Rene Gonzalez Faces $77,000 Penalty From City Elections Program for Accepting Deeply Discounted Office Space Downtown

The Small Donor Elections program says the discounted office space constitutes a prohibited contribution.

GOAL: Rene Gonzalez in a campaign ad.

The city of Portland’s Small Donors Elections program proposes to penalize City Council candidate Rene Gonzalez for accepting heavily discounted office space downtown from Schnitzer Properties Management and failing to report the discount as a contribution.

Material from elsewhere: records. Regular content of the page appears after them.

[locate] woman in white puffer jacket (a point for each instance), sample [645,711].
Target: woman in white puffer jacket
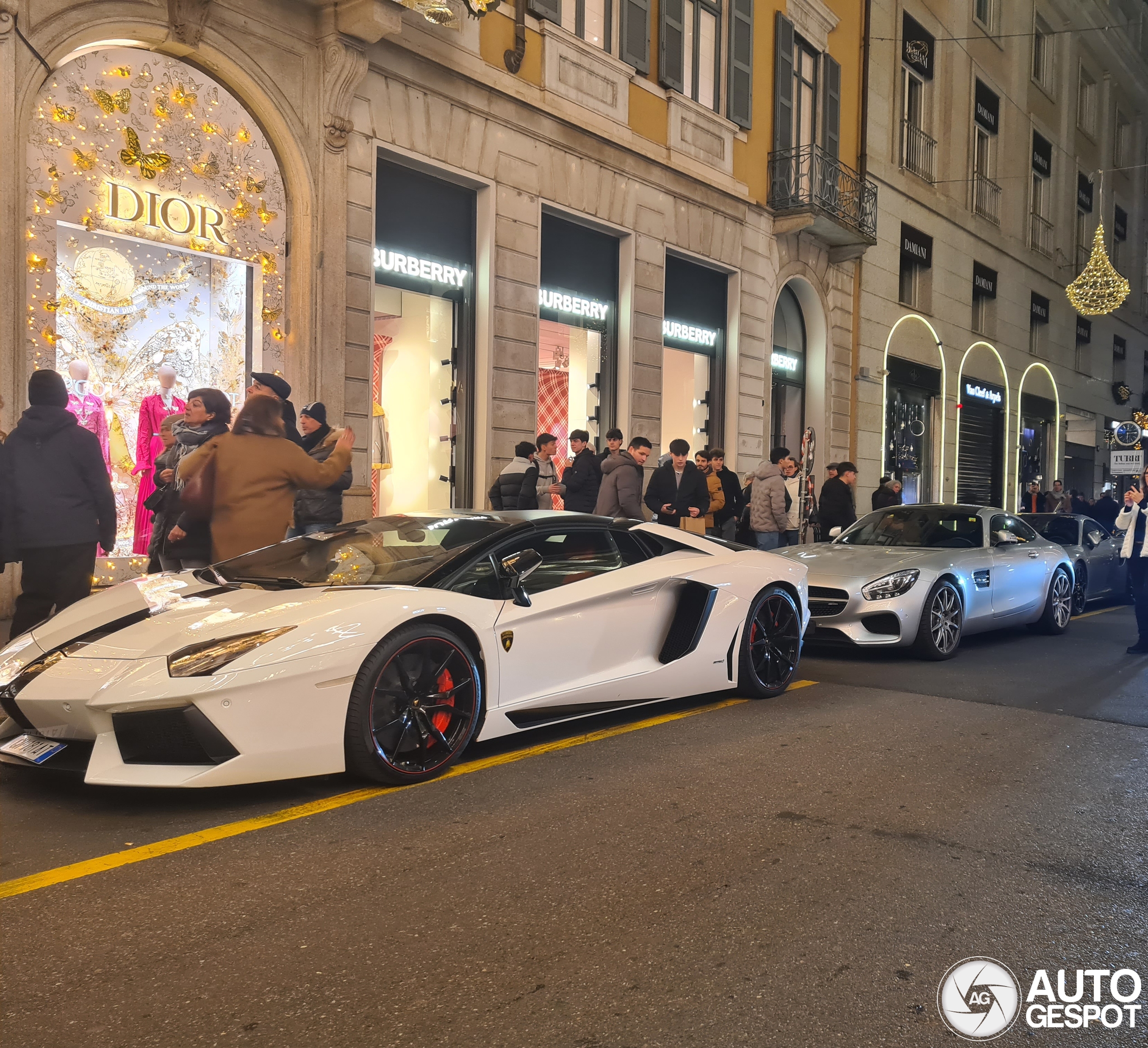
[1132,519]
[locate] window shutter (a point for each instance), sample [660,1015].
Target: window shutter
[783,84]
[549,9]
[672,44]
[833,107]
[741,62]
[636,33]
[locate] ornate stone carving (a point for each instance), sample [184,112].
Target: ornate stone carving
[186,19]
[343,68]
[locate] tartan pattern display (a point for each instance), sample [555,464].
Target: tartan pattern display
[554,415]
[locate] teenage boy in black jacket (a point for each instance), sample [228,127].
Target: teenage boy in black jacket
[678,489]
[583,477]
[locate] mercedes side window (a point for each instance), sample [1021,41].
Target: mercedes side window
[1009,531]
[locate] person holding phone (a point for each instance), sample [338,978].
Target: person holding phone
[1134,519]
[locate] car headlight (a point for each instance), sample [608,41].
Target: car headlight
[12,665]
[890,586]
[201,661]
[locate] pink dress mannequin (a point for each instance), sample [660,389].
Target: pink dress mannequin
[148,448]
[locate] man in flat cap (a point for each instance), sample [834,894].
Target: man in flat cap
[266,384]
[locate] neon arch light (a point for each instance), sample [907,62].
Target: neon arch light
[957,452]
[885,394]
[1057,429]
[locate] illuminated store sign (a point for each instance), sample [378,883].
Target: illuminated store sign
[422,269]
[564,303]
[982,393]
[173,214]
[689,333]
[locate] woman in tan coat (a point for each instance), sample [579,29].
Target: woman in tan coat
[256,477]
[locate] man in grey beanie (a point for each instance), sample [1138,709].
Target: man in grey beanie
[56,503]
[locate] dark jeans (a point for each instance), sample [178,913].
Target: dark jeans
[1138,572]
[52,576]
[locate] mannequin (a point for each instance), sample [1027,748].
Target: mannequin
[154,409]
[88,407]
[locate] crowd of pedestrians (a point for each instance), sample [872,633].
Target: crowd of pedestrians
[223,487]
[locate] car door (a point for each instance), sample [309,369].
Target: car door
[598,612]
[1104,558]
[1020,570]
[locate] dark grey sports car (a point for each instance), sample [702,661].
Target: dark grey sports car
[1096,552]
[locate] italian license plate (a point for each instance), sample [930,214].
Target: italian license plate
[31,748]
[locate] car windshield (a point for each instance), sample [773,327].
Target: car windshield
[1062,529]
[928,527]
[399,550]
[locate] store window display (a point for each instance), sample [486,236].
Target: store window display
[155,256]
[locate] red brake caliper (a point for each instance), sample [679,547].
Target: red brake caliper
[445,682]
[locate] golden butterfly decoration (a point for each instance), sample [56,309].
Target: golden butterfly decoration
[51,197]
[121,100]
[150,163]
[183,98]
[207,168]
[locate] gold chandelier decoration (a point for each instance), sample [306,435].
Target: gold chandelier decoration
[1099,290]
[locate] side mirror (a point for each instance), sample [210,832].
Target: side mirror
[518,569]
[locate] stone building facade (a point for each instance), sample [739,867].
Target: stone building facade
[697,168]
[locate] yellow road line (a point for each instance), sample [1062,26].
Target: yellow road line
[33,882]
[1100,611]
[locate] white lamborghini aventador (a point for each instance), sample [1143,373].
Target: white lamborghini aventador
[384,648]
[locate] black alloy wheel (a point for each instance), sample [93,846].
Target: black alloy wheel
[415,706]
[942,620]
[1079,588]
[771,644]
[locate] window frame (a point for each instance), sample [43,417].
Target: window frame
[692,63]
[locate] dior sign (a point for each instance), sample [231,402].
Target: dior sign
[169,212]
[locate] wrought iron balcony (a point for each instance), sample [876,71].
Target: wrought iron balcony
[919,152]
[987,199]
[1040,235]
[841,205]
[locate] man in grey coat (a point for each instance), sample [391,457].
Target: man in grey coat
[620,494]
[768,516]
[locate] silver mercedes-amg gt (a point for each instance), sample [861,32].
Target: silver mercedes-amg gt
[924,576]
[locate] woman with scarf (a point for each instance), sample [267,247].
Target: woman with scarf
[1131,520]
[188,543]
[318,509]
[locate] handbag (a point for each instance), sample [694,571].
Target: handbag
[198,497]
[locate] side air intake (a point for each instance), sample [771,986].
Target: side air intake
[695,602]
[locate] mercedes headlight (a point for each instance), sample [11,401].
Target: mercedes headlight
[890,586]
[201,661]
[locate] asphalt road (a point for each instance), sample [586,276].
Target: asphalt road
[794,873]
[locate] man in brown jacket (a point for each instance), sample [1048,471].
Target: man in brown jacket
[768,516]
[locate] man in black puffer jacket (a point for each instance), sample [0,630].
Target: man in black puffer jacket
[320,509]
[583,476]
[56,502]
[508,485]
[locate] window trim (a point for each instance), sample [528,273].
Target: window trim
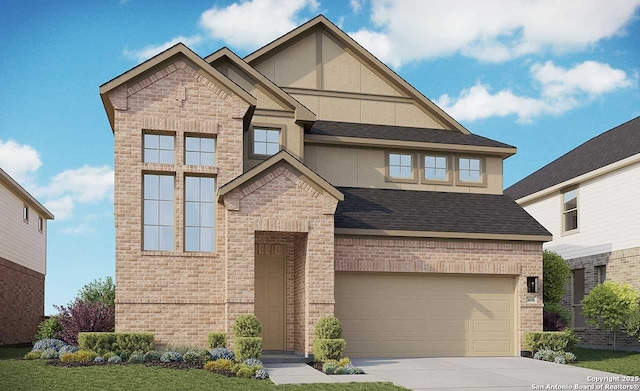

On Sept. 20, the program’s director, Susan Mottet, issued a penalty notice against Gonzalez’s campaign, citing an allegedly unreported rental agreement between Schnitzer Properties and the campaign in which the campaign paid $250 a month in rent from April through November for 3,185 square feet of office space and two parking spaces.

Mottet wrote in the notice that the rental agreement constitutes a prohibited contribution worth $33,250, which is the difference between the $250 a month the campaign paid and fair market value, which Mottet determined to be $6,900 a month.

Gonzalez faces penalties of $77,000 in total. That includes paying a penalty of $33,250 for the alleged unreported contributions, paying $33,250 back to Schnitzer Properties, and paying $10,640 for failure to report the contributions. Oregon Public Broadcasting first reported the proposed violation.

Shah Smith, campaign manager for Gonzalez, says the campaign has until Sept. 27 to ask the city to reconsider its decision. If that’s rejected, the campaign can then formally appeal the decision.

In a statement, Gonzalez says his campaign did nothing wrong.

“We evaluated [Open and Accountable Elections] rules when we entered into the lease and strongly disagree that the rent is too low given the dismal state of downtown,” Gonzalez says. “Downtown is in shambles because of policies advocated by my opponent, Jo Ann Hardesty—defunding the police and obstructing cleaning up unsanctioned camps. Landlords are desperate to get any kind of compensation for their space because of the city’s failures to address crime and homelessness has made downtown inhospitable to tenants, landlords and visitors.”

Jordan Schnitzer, owner of Schnitzer Properties Management, has contributed the maximum amount to Gonzalez’s campaign already.